Estimated reading time: 5 minutes

Estimated reading time: 5 minutes
Today will be wet, at least from 10:00 am until 6:00 pm. That is excellent news since we are going to Girls Night Out at the Elks, and then to a doctor’s appointment, and then to Cerritos Center for the Performing Arts! A quick look at the weather forecast reveals the low will be 43 degrees this evening.After last night’s pizza exhibition, I was pretty sure I’d have to tie Mary’s big toe to The Silver Fox and tow her out of bed like a stuck pontoon boat.
All I heard from the bedroom was a steady stream of z-z-z-z-z-z-z-z’s—so loud I checked to see if we’d accidentally adopted a chainsaw.

Mary began to move around at 8:00 am, so we went to the breakfast table, and I fixed a steaming cup of joe! We talked and planned the day!
Elks Girls’ Night Out was a blast—Sydney stopped by, and Bill’s bride, Sandee, joined the fun too!
Final headcount: Girls 4, Boys 5. So we only got outnumbered by ONE. Clearly, we need to recruit harder—or at least start charging them admission.

Two charming ladies made the luncheon fun!!
We rolled out of the Lodge at 1:00 pm because I had an appointment with my kidney doctor to get the results from my latest round of tests—aka my kidneys’ report card.
Good news: I graduated from Category 3B to Category 2, which means my kidneys are officially “normal for a man my age.” I’ll take it.
Turns out the earlier hiccup wasn’t my kidneys staging a rebellion—it was just fallout from the parade of surgeries I went through last year. So basically: kidneys cleared,
After we got home, Mary took a quick” cat-nap” (the kind where the cat wakes up refreshed, and you’re not sure if you’re allowed to move). I stayed behind to wrestle the Daily Diary into submission.
Then we both freshened up and headed toward Cerritos—after making a strategic, absolutely-necessary pit stop at Franco’s Italian Restaurant on Cerritos, tucked right behind the Los Alamitos Racetrack. Because nothing says “we’re on a schedule” like pausing for Italian food.

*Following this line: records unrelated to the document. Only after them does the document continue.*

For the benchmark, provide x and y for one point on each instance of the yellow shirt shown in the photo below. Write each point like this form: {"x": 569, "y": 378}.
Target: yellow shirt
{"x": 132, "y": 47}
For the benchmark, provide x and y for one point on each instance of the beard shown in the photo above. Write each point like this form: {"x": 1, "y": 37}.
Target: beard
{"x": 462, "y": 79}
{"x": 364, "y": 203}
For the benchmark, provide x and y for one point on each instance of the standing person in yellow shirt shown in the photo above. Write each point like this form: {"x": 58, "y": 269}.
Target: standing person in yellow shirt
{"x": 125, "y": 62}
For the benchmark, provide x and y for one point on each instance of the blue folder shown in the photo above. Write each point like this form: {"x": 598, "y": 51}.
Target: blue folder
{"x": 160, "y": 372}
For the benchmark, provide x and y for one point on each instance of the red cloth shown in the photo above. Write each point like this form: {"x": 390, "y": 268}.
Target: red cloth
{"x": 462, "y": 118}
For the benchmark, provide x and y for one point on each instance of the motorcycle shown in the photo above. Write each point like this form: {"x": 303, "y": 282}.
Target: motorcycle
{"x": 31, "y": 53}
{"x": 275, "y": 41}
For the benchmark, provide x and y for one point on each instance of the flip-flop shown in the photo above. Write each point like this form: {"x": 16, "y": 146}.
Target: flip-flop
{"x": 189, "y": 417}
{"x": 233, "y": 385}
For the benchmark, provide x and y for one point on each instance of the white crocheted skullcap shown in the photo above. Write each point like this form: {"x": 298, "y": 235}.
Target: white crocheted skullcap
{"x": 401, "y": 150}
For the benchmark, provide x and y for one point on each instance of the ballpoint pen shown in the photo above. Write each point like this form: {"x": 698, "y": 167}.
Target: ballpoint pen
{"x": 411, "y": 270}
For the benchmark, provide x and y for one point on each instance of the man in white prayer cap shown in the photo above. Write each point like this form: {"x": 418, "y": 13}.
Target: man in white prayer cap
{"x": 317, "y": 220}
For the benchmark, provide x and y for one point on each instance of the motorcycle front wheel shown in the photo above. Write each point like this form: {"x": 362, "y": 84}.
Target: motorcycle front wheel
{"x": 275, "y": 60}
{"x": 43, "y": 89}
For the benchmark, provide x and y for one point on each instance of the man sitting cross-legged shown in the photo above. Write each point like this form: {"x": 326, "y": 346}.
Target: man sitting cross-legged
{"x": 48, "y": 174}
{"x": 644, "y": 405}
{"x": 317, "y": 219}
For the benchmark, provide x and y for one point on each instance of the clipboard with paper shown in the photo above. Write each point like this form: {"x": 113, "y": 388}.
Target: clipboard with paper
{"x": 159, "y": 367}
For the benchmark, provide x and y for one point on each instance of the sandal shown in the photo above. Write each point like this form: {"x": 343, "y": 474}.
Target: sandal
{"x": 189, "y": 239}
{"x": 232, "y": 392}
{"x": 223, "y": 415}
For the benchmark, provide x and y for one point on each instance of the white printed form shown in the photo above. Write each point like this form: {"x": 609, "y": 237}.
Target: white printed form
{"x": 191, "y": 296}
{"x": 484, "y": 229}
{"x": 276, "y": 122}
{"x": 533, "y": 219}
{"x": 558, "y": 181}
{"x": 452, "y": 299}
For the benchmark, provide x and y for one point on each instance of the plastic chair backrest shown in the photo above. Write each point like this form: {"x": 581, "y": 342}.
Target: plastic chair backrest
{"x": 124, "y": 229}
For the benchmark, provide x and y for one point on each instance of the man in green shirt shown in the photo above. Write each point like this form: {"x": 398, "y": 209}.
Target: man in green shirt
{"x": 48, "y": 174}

They have Outstanding Italian dishes and always have a couple of specials for the evening.
Franco’s has a full bar, and I was presented with a challenge! The dusters are in place, glasses are clean, and lips are dry! Bring it on!!

What should I do? Oh My!
So, not one to turn down a challenge, I ordered from the bar and had several drinks. Those Arnold Palmers are lethal.

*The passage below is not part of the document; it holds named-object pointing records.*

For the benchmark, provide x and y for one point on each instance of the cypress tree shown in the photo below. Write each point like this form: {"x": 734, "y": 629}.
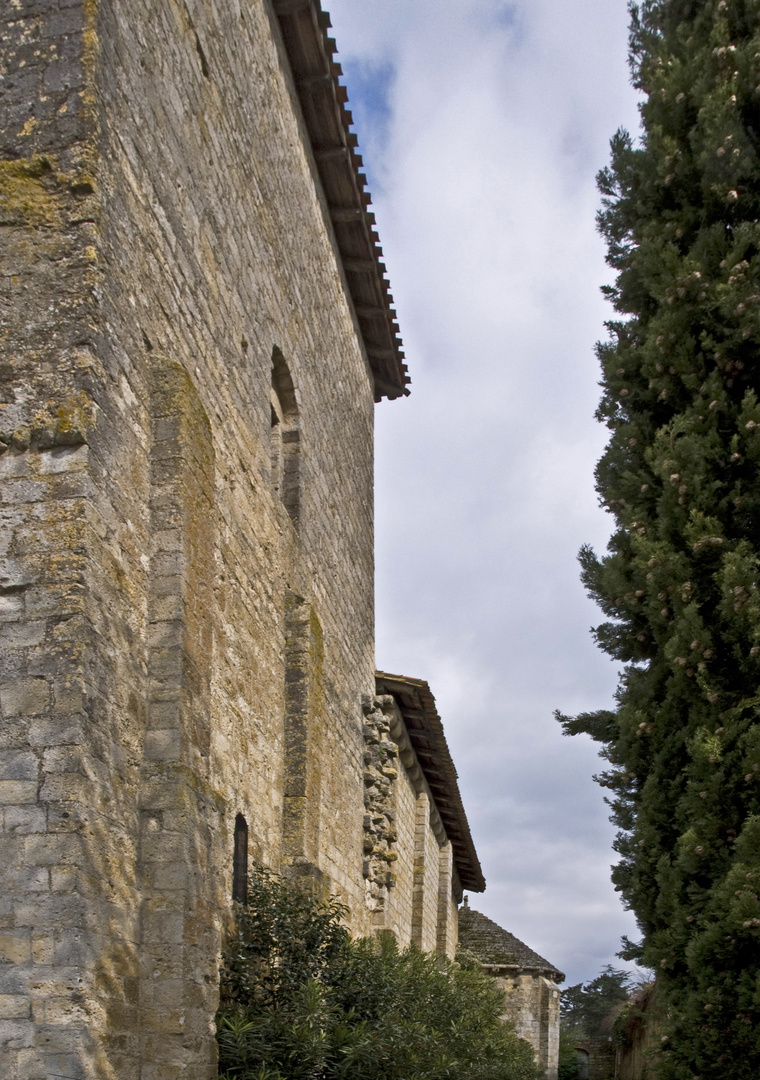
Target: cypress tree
{"x": 681, "y": 477}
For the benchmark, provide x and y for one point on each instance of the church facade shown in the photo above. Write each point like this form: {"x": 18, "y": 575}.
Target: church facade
{"x": 195, "y": 332}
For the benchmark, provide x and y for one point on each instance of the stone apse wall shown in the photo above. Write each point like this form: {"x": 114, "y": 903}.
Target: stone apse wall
{"x": 186, "y": 576}
{"x": 186, "y": 537}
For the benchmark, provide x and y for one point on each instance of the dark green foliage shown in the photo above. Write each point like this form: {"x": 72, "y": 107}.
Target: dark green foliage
{"x": 588, "y": 1009}
{"x": 303, "y": 1001}
{"x": 681, "y": 476}
{"x": 568, "y": 1055}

They even have live music on Thursdays! It was toe-tapping music, and after two Arnold Palmers, I was ready to get up and dance an Italian Jig!

Great guitar music played by a local!
Alas, our visit to Franco’s ended at 7:00 pm, and we had a 4-mile trip to Cerritos Performance Arts Center. The Cerritos Center for the Performing Arts is a 154,000-square-foot entertainment and music venue located in Cerritos Towne Center, Cerritos, California.
I opened the door, ushered the gang to their awaiting automobiles, and off we went.

I try to be!
Vicky always gets the Grand Balcony seats just above the audio/video boards because we have an unblocked view of the entire stage!

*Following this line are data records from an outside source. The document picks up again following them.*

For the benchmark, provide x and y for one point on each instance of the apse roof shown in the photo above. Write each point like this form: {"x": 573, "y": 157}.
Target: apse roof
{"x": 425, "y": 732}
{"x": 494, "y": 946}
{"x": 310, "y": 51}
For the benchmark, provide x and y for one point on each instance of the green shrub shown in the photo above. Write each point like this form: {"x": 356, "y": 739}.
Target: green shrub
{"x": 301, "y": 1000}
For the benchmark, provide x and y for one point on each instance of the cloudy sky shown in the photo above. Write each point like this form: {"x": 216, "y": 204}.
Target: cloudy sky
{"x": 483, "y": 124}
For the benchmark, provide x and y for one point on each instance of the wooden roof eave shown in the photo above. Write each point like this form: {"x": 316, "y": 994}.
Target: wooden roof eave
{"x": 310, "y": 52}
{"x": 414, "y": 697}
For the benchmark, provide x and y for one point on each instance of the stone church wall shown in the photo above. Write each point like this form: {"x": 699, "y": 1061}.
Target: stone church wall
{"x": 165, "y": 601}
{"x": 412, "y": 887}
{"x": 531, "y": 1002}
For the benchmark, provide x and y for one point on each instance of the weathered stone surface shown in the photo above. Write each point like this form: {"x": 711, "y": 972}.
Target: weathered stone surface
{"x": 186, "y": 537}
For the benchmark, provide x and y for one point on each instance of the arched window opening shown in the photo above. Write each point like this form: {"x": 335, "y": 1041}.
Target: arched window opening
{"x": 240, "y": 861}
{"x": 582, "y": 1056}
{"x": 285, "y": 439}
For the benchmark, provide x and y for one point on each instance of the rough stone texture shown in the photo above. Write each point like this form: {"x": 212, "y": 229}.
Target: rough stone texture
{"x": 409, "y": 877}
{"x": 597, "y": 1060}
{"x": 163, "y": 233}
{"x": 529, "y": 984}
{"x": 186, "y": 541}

I was fascinated by the sound board. It looked like the cockpit of a 747. The urge to jump over the rail and begin pushing buttons was overwhelming.
The “Look-alikes” did an amazing job. Dolly Pardon got the entire room singing and moving.

Dolly Parton & Kenny Rogers sang one of their famous duets.
The show was a real toe-tapper—at least until Garth Brooks came on and my toes tried to tap out an SOS. The band was so loud, and he mumbled so much I couldn’t tell if he was singing, ordering at a drive?thru, or reading weather alerts.
Then Dolly and Kenny showed up like musical Tylenol: songs I actually knew, vocals I could understand, and background music that stayed safely below the Threshold of Pain.

We love country!
We were dressed for the show! I wore my duster, which is very warm and very waterproof, just in case Mother Nature decided to change her mind. Mary wore her hat inside and checked with the people behind us; I left my 20-gallon hat in the car.

Giddy up!
Our country cousins really enjoyed the show!

Bo and Maisie were yelling “He Haw, Who Raw” all night long!
On the way out, we made a pit stop for a “quick” photo with Vicky’s amazing camera—aka the device that turns a 3-second snapshot into a 12-minute production featuring lighting direction, pose coaching, and at least one “Wait, let me fix my hair.”

A-w-w-w-w-w-w-w-w-e
The Silver Fox was more than ready to head home after braving the “freezing” 49-degree tundra. We hit the car like it was a heated escape pod—Hi-Ho, off we go!